Background: Drug markets are very complex and, while many new drugs are registered each year, little is known about what drives the prescription of these new drugs. This study attempts to lift the veil from this important subject by analyzing simultaneously the impact of several variables on the prescription of novelty.
Methods: Data provided by four Swiss sickness funds were analyzed. These data included information about more than 470,000 insured, notably their drug intake. Outcome variable that captured novelty was the age of the drug prescribed. The overall variance in novelty was partitioned across five levels (substitutable drug market, patient, physician, region, and prescription) and the influence of several variables measured at each of these levels was assessed using a non-hierarchical multilevel model estimated by Bayesian Markov Chain Monte Carlo methods.

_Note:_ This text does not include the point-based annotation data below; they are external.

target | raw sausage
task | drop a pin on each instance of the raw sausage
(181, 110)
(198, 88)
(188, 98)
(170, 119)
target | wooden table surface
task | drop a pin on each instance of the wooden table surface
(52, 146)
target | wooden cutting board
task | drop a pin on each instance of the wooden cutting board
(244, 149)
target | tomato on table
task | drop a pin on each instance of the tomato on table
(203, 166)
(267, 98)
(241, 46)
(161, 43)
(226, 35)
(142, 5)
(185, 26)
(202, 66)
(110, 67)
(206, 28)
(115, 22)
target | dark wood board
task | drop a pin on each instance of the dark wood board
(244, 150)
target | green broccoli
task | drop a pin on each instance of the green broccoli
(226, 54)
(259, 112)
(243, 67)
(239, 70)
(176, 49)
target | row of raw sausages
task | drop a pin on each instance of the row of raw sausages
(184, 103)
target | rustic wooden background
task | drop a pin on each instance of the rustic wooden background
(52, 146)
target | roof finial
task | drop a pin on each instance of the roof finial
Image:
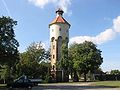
(59, 12)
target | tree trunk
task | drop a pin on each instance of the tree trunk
(85, 79)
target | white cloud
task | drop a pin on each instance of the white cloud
(103, 37)
(64, 4)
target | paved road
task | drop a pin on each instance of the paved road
(74, 88)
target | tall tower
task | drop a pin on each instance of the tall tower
(59, 32)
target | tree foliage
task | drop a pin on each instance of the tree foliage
(33, 61)
(86, 57)
(115, 72)
(9, 55)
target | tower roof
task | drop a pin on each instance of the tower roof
(59, 18)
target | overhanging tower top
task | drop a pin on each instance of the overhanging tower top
(59, 18)
(59, 12)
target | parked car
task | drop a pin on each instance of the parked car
(21, 82)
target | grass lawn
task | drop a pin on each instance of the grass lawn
(107, 83)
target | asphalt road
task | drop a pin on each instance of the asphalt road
(84, 86)
(65, 86)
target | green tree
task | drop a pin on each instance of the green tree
(33, 61)
(8, 44)
(115, 72)
(63, 64)
(86, 57)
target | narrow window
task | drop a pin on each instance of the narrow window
(59, 29)
(53, 56)
(53, 46)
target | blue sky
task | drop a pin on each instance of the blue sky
(92, 20)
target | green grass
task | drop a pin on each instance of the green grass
(107, 83)
(2, 85)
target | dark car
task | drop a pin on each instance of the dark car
(21, 82)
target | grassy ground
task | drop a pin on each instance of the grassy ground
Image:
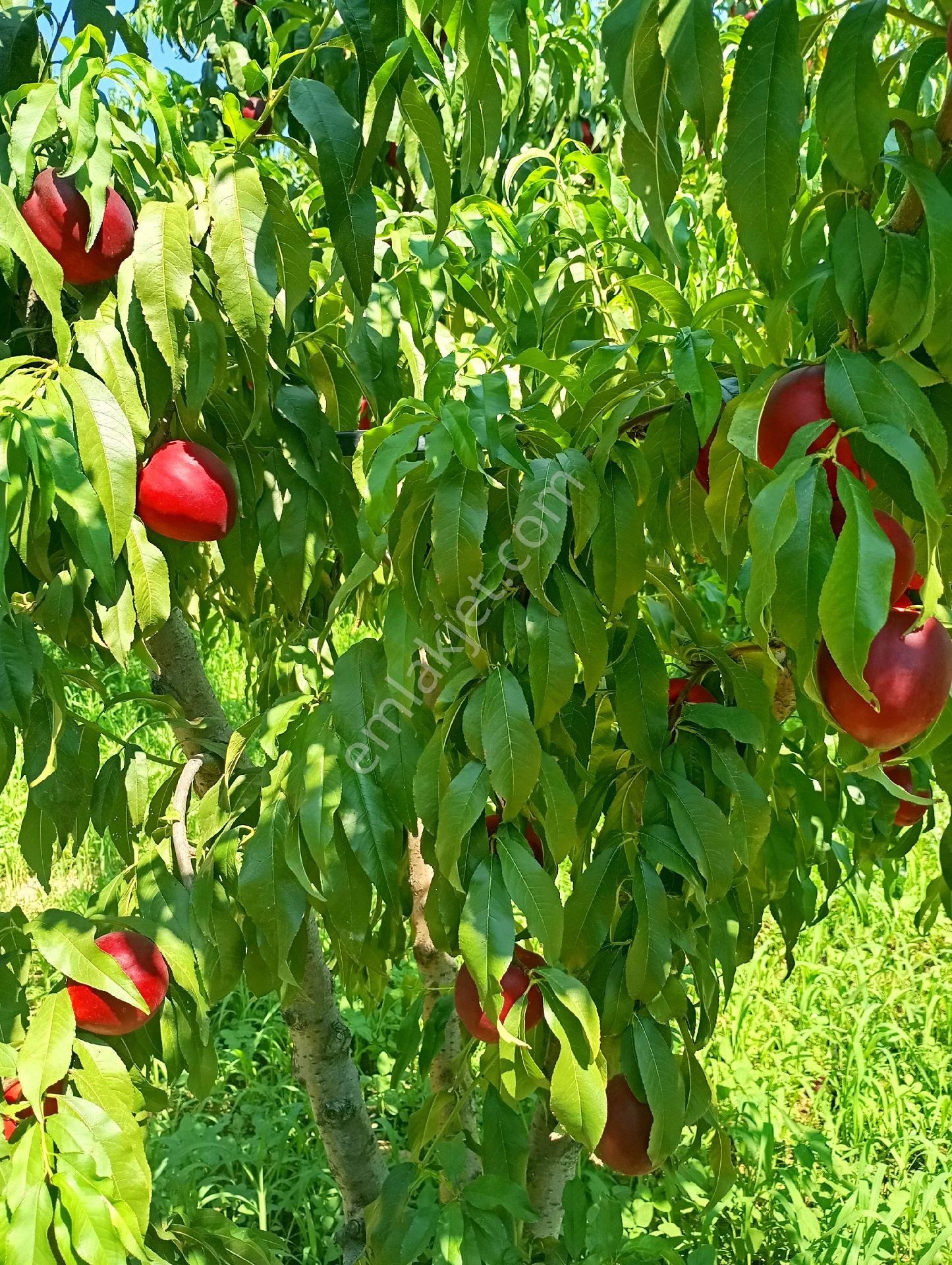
(836, 1086)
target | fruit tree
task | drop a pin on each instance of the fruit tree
(557, 404)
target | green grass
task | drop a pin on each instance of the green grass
(835, 1086)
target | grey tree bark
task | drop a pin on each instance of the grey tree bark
(322, 1042)
(551, 1163)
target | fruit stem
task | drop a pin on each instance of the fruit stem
(912, 19)
(285, 88)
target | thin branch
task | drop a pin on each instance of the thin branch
(322, 1042)
(437, 972)
(181, 847)
(910, 19)
(57, 37)
(286, 86)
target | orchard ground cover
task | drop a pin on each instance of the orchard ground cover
(835, 1082)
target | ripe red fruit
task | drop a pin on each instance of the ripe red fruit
(515, 983)
(13, 1093)
(535, 843)
(186, 492)
(797, 400)
(907, 814)
(909, 675)
(899, 538)
(60, 219)
(627, 1129)
(702, 471)
(142, 962)
(696, 694)
(253, 109)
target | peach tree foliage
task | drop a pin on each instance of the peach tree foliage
(546, 335)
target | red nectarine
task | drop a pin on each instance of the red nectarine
(909, 675)
(514, 983)
(186, 492)
(627, 1129)
(677, 687)
(142, 962)
(907, 814)
(535, 843)
(898, 537)
(60, 218)
(797, 400)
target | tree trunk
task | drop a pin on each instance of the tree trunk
(324, 1065)
(551, 1163)
(437, 972)
(322, 1042)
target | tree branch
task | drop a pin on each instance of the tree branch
(437, 972)
(324, 1065)
(181, 847)
(320, 1039)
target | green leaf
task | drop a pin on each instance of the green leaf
(510, 742)
(571, 1012)
(505, 1138)
(696, 378)
(162, 261)
(641, 697)
(315, 782)
(243, 250)
(578, 1098)
(107, 448)
(764, 137)
(148, 572)
(619, 543)
(269, 892)
(539, 524)
(459, 519)
(46, 273)
(664, 1087)
(703, 830)
(854, 602)
(903, 295)
(28, 1233)
(853, 107)
(650, 955)
(352, 213)
(591, 906)
(372, 831)
(771, 522)
(101, 346)
(804, 561)
(487, 933)
(420, 117)
(47, 1052)
(531, 889)
(692, 49)
(461, 807)
(67, 943)
(586, 627)
(561, 810)
(551, 664)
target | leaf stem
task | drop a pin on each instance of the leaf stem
(57, 37)
(285, 88)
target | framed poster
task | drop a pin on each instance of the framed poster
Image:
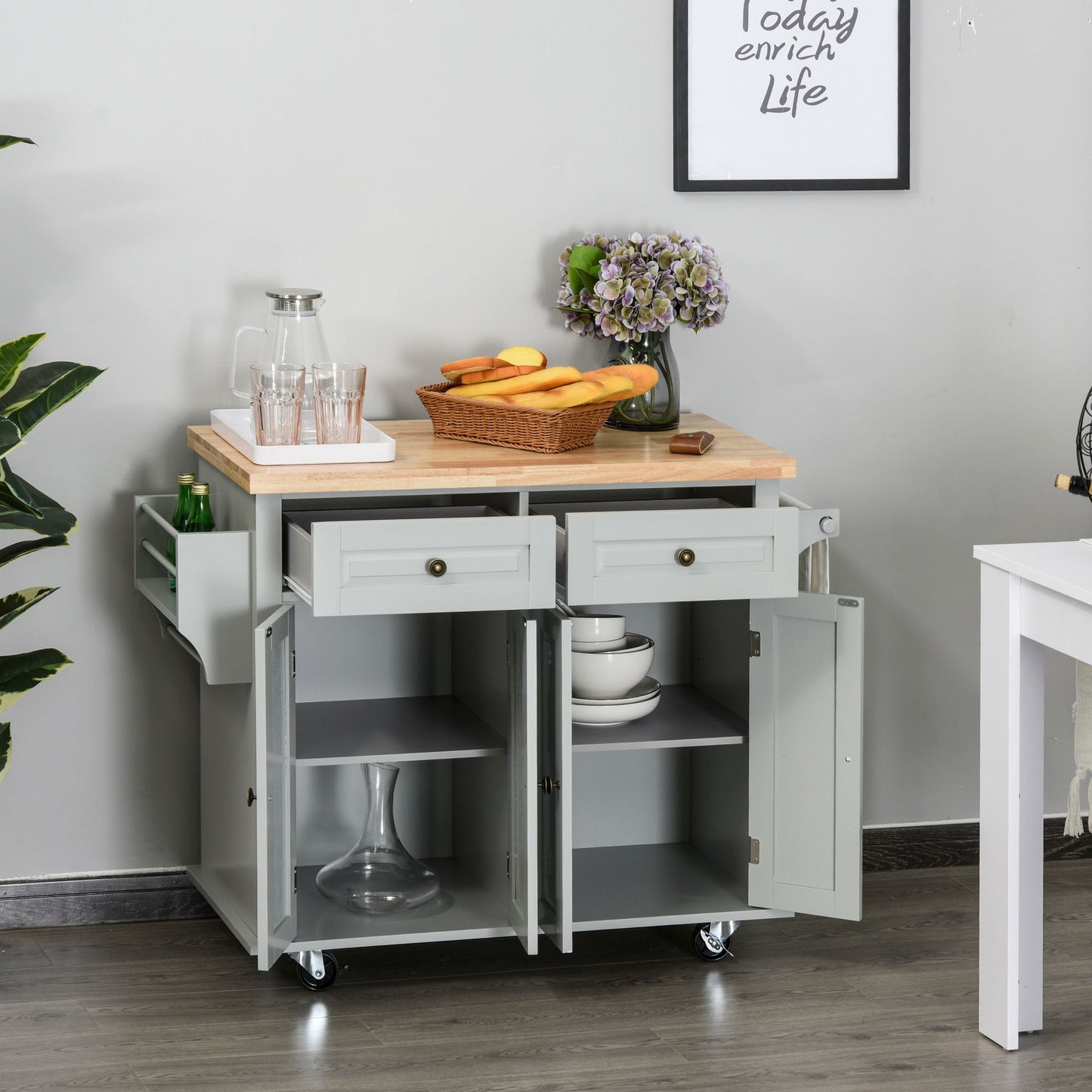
(792, 95)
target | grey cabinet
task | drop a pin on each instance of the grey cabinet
(738, 799)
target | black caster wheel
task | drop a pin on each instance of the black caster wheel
(309, 982)
(709, 947)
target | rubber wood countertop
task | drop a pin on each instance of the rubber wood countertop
(425, 462)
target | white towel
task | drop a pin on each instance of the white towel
(1082, 750)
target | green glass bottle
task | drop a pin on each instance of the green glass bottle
(200, 517)
(181, 511)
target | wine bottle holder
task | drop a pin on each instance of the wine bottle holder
(211, 606)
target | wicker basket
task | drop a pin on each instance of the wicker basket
(546, 431)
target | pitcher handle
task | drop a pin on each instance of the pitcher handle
(235, 360)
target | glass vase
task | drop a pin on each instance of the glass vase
(659, 407)
(378, 875)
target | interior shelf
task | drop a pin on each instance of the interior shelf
(673, 883)
(685, 718)
(391, 729)
(463, 911)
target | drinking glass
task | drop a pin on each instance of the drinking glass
(277, 397)
(339, 402)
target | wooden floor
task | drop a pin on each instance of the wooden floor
(888, 1003)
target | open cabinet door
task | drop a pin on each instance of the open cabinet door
(805, 755)
(555, 775)
(523, 766)
(275, 716)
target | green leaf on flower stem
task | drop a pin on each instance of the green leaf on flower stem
(25, 670)
(14, 493)
(42, 389)
(29, 546)
(14, 355)
(584, 268)
(17, 603)
(53, 521)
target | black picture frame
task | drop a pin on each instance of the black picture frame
(896, 140)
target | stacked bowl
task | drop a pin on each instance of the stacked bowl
(611, 680)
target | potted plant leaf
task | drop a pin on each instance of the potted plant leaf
(27, 395)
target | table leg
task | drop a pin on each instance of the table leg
(1010, 913)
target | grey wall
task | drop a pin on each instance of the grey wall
(923, 354)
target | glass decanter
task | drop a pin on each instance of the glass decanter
(378, 875)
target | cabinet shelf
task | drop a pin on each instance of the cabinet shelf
(685, 718)
(391, 729)
(463, 911)
(674, 883)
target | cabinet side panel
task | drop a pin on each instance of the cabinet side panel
(480, 790)
(630, 797)
(719, 807)
(480, 667)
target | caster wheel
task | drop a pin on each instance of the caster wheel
(309, 982)
(709, 947)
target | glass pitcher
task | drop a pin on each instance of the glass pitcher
(292, 336)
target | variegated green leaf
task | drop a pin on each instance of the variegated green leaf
(29, 546)
(17, 603)
(42, 389)
(14, 493)
(10, 436)
(14, 356)
(24, 670)
(54, 519)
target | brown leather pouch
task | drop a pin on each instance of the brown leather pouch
(691, 444)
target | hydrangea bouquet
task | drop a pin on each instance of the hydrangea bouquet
(633, 291)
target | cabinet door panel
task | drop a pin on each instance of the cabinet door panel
(555, 807)
(523, 759)
(805, 761)
(275, 718)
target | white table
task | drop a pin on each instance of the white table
(1033, 594)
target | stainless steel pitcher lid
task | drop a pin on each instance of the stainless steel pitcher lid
(294, 299)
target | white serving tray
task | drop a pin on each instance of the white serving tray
(237, 427)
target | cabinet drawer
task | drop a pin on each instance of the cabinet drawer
(421, 559)
(674, 552)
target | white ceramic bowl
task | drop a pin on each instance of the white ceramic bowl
(647, 688)
(618, 642)
(611, 675)
(614, 712)
(599, 628)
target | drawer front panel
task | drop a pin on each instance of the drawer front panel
(383, 566)
(633, 557)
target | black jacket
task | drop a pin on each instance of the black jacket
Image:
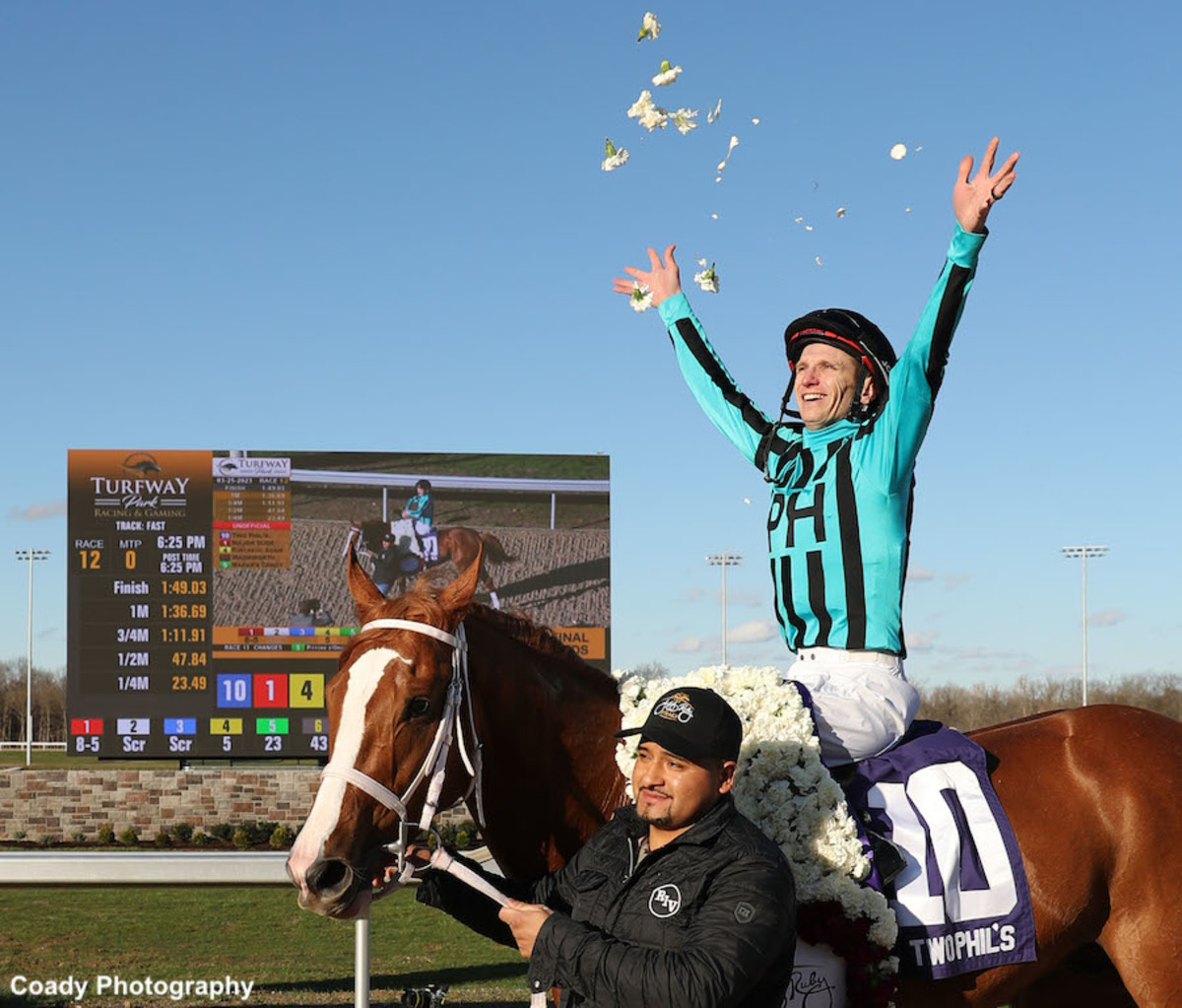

Results: More than 92% of the variation in novelty was explained at the substitutable drug market-level and at the prescription-level. Newer drugs were prescribed in markets that were costlier, less concentrated, included more insured, provided more drugs and included more active substances. Over-the-counter drugs were on average 12.5 years older while generic drugs were more than 15 years older than non-generics. Regional disparities in terms of age of prescribed drugs could reach 2.8 years.
Conclusions: Regulation of the demand has low impact, with little variation explained at the patient-level and physician-level. In contrary, the market structure (e.g. end of patent with generic apparition, concurrence among producers) had a strong contribution to the variation of drugs ages.
Keywords: Bayesian Markov Chain Monte Carlo methods; Drug market; Drugs prescription; Non-hierarchical multilevel model; Prescription drivers.